Очень долгий путь — страница 15 из 43

«Я никогда не забуду моего первого въезда в Севастополь. Это было в позднюю осень, в ноябре 1854 года. Вся дорога от Бахчисарая на протяжении 30 верст была загромождена транспортами раненых, орудия и фуража. Дождь лил как из ведра, больные, и между ними ампутированные, лежали по двое и по трое на подводе, стонали и дрожали от сырости; и люди и животные едва двигались в грязи по колено; падаль валялась на каждом шагу… слышались в то же время и вопли раненых, и карканье хищных птиц, целыми стаями слетавшихся на добычу, и крики измученных погонщиков, и отдаленный гул севастопольских пушек».

Сотни людей гибли ни за что ни про что, только потому, что командование не придавало должного значения помощи раненым.

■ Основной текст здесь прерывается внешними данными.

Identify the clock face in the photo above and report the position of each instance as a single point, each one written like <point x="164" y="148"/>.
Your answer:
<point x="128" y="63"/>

В частных и казенных зданиях Севастополя, приспособленных под госпитали, их сваливали без разбора, на грязные лежаки и кровати или прямо вповалку на пол, а то и на голую землю, во дворах, если в помещении не было больше места.

Пирогов разрывался на части, пытаясь хоть как-то упорядочить тот хаос, в котором, казалось, никто уже не сможет разобраться.

Наступила весна. Пошли дожди. Севастопольская глина превратилась в клейкую тягучую грязь. Она липла к сапогам и делала их тяжелыми, как пудовые гири. 28 марта началась методическая массированная десятидневная бомбардировка осажденного города. Особенно пострадали от нее четвертый, пятый и шестой бастионы и Малахов курган. Все раненые оттуда переносились на главный перевязочный пункт, разместившийся в Дворянском собрании. Горстка врачей и прибывших из столицы медицинских сестер круглосуточно, бессменно оперировали, перевязывали, кормили и поили, выхаживали и пытались лечить защитников Севастополя.

За эти десять суток Пирогов спал едва ли десять часов. Огромный зал Дворянского собрания переполнялся с каждым днем — в сутки приносили по четыреста раненых, по тридцать ампутаций приходилось делать Пирогову ежедневно. На двенадцатую ночь пришел приказ из штаба: перевезти всех раненых и ампутированных из тех, кто находился на Николаевской батарее, на Северную сторону.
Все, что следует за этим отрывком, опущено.